The island’s best June visitor arrival figure since 1991 was a pleasant surprise to the top Kaua’i tourism official. “It’s a better number than I thought we were going to get,” said Sue Kanoho, executive director of the Kaua’i Visitors
The island’s best June visitor arrival figure since 1991 was a pleasant surprise to the top Kaua’i tourism official.
“It’s a better number than I thought we were going to get,” said Sue Kanoho, executive director of the Kaua’i Visitors Bureau, regarding the 103,558 June Kaua’i arrival figure as released by the state Department of Business, Economic Development & Tourism (DBEDT).
That number represents the island’s best June arrival figure since 1991, when 119,920 visitors came to the island. It also marked an increase of 4.5 percent compared to June 2000.
The 2001 June figure was powered in part by a 50 percent increase in the number of Japanese visitors (16,691 in June of this year, 11,131 in June 2000).
Kanoho warned earlier of the dangers of neglecting the Japanese market when that country’s economy was floundering and visitor numbers were down, and added last week that the efforts of Mayor Maryanne Kusaka and tourism industry leaders to cultivate that important market are paying off when the June figures are considered.
And the Japanese visitors still spend more per person per day on Kaua’i and in the state than any other single-country visitor group (nearly $215 a day by Hawai’i Tourism Authority targets, compared to around $170 a day for U.S. visitors).
Year-to-date Japanese visitors to Kaua’i are also up, 13.6 percent compared to 2000. The first six months this year, Kaua’i greeted 70,997 Japanese visitors, compared to 62,502 during the same period in 2000.
International visitors to Kaua’i in June totaled 19,691, an increase of 36.8 percent compared to June of last year. For the year-to-date, only international arrivals showed growth (101,430 visitors, up 7.3 percent over the first six months of 2000).
For the first six months of this year, 526,312 total arrivals were recorded on Kaua’i, off 1.5 percent compared to the same period last year.
June kicked off what Kanoho and others in the visitor industry on the island hope will be a robust summer, as fall and early winter advance bookings are lower than anticipated.
“The summer business hit strongly, and that’s a good thing,” she said. “The goal is to keep this up for summer, to get ahead of last year’s year-to-date totals, then hope for not too dull a fall,” said Kanoho.

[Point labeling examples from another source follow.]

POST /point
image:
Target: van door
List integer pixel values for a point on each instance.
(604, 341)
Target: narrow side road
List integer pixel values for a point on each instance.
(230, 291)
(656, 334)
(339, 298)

Besides the Japanese arrival figures, Kanoho was also impressed with the U.S. east numbers, she said. U.S. east arrivals for June of this year were 36,399, up 1.3 percent compared to June 2000.
Numbers of U.S. east visitors to Kaua’i were up for the month among those visitors choosing to stay only on Kaua’i, but down for the first six months compared to the same period last year in both total U.S. east and Kaua’i-only U.S. east visitors.
The number of all visitors choosing to stay only on Kaua’i was off in June, and for the first half of this year, compared to the same periods in 2000.
The Kaua’i number of U.S. west visitors was off for the month and year, and down for Kaua’i-only U.S. west visitors in June as well. The Kaua’i-only figure for the first six months from U.S. west states (west of the Mississippi River) was up, though, 0.8 percent, to 116,315 compared to 115,389 recorded during the first six months last year.
Total airline seats to Kaua’i were up for June and the first six months of this year compared to the same period last year, with both scheduled and charter seats increasing in numbers.
In June of this year, 599,194 visitors came to Hawai’i.
Statewide, 3,409,050 visitors came to the islands for the first six months this year, down 1.5 percent from 2000’s best-ever totals but completely offset by a 1.5 percent increase in length of stay (nine days this year compared to 8.87 days in the same period in 2000).
“The fact that we have been able to maintain the overall performance of last year, despite the struggling economic profiles in our major tourism markets, highlights the expertise and hard work of the professionals we have operating and marketing tourism here in Hawai’i,” said DBEDT Director Dr. Seiji Naya.
“June’s arrival data conform with the continuing softening trend. We are, therefore, fortunate to see the strong first-half growth in California, our primary domestic market, in the face of a slow mainland economy,” Naya continued.
“We are also pleased with the exceptional first-half growth in student numbers, especially from the Asia-Pacific where we have focused our educational tourism efforts,” he said.